Tout d'abord, une méthode simple peut être
utilisée en appliquant directement les M.C.O. sur les données
empilées (Pooled Least Squares), sans se préoccuper de leur
nature ni de celle de l'aléa. Ensuite, les modèles à
effets fixes (fixed effects) qui supposent que ui, et vt
sont des effets constants non aléatoires, qui viennent donc simplement
modifier la valeur de l'ordonner de l'équation selon les valeurs de i et
de t. Ce modèle ressort la variabilité intra-individuelle
(estimateur within). Si on suppose que les perturbations aléatoires
croisées wit satisfont aux hypothèses classiques
des M.C.O. c'est-à-dire centrées,
homoscédastiques, indépendantes, et normales, les estimations
sont optimales. Enfin, il peut être important d'estimer un modèle
à effets aléatoires encore appelé modèle à
erreur composée, qui suppose les ui et vt
aléatoires.
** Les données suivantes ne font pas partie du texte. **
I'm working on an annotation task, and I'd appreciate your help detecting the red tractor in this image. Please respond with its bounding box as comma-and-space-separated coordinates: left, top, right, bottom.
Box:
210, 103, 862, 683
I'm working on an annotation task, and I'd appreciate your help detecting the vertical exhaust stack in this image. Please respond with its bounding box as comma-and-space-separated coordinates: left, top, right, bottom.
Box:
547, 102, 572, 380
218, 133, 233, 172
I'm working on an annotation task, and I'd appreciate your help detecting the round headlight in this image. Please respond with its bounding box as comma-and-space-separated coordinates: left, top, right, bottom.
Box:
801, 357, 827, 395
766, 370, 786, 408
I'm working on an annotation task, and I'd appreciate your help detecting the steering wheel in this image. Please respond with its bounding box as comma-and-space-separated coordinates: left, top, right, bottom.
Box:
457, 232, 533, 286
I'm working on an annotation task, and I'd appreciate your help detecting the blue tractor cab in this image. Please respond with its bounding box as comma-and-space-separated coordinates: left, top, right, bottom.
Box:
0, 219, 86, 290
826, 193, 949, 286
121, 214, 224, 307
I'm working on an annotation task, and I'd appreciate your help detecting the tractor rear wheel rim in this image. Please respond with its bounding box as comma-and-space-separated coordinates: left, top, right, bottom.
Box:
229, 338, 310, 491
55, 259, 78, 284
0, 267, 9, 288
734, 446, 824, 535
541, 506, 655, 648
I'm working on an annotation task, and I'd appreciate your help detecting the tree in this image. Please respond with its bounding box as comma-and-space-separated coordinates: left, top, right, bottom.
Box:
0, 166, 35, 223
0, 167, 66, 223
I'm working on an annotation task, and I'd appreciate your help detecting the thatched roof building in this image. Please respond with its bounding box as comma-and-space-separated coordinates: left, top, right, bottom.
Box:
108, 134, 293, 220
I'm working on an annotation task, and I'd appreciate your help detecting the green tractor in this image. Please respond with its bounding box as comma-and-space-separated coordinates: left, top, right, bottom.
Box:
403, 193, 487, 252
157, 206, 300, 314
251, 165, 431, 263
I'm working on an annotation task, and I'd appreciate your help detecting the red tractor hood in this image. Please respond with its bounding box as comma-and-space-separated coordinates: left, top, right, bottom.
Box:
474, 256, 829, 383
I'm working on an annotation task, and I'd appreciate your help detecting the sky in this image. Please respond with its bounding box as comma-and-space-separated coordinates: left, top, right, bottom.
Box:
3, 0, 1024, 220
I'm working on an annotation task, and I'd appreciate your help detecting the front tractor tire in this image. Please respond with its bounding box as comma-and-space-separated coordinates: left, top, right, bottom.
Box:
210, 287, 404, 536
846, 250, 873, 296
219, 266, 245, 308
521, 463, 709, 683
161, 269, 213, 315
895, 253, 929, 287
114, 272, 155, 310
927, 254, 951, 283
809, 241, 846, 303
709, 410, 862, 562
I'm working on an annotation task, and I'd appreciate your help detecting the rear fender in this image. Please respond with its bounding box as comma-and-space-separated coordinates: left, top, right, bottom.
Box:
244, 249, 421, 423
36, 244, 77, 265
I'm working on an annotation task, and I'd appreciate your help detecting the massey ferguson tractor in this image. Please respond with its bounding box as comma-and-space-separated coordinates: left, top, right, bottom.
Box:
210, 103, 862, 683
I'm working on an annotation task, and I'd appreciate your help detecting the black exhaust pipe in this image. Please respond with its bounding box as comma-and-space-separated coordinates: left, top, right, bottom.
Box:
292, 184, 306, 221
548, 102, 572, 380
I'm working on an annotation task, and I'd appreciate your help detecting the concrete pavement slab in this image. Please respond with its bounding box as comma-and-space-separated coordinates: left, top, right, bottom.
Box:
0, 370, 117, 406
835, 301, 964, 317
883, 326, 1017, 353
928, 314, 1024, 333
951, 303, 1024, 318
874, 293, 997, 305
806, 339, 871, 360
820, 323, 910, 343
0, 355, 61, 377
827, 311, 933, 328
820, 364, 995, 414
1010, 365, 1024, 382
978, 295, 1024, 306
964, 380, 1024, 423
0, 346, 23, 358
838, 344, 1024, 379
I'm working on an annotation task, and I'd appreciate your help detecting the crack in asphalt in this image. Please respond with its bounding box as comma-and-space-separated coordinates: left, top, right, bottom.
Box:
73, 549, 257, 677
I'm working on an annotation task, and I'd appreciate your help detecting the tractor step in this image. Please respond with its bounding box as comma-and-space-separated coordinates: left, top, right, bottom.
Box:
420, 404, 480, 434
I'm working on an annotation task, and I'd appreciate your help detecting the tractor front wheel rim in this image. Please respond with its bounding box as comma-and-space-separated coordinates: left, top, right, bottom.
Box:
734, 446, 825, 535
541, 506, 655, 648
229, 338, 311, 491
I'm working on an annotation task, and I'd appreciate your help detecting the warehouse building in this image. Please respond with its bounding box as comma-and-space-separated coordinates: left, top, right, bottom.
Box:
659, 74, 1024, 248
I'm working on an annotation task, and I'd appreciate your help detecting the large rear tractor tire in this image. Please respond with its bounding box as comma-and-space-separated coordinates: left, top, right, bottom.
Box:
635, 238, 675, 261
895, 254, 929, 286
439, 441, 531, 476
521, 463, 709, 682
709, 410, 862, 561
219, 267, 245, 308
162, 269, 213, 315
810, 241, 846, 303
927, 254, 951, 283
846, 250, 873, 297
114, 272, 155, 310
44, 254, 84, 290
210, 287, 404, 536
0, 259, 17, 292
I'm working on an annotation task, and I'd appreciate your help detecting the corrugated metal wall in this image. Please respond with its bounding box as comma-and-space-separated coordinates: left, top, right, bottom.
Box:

Dans ce modèle, l'hypothèse nulle est la non
corrélation entre les termes d'erreur et les variables explicatives. On
aboutit à une variabilité inter-individuelle (estimateur
between).
Le test qui permet de sélectionner le modèle est
celui de Hausman. Ce test est fondé sur l'hypothèse de non
corrélation entre les termes d'erreur et les variables explicatives
(hypothèse du modèle à effets aléatoires). Si la
probabilité du test est supérieure à un seuil de 5%
préalablement choisi et bien justifié, alors on conclut au non
rejet de l'hypothèse nulle, prendre ainsi le modèle à
effets aléatoires.
Après avoir présenté cette technique, il
est utile d'estimer les modèles, de présenter les
résultats et de les commenter.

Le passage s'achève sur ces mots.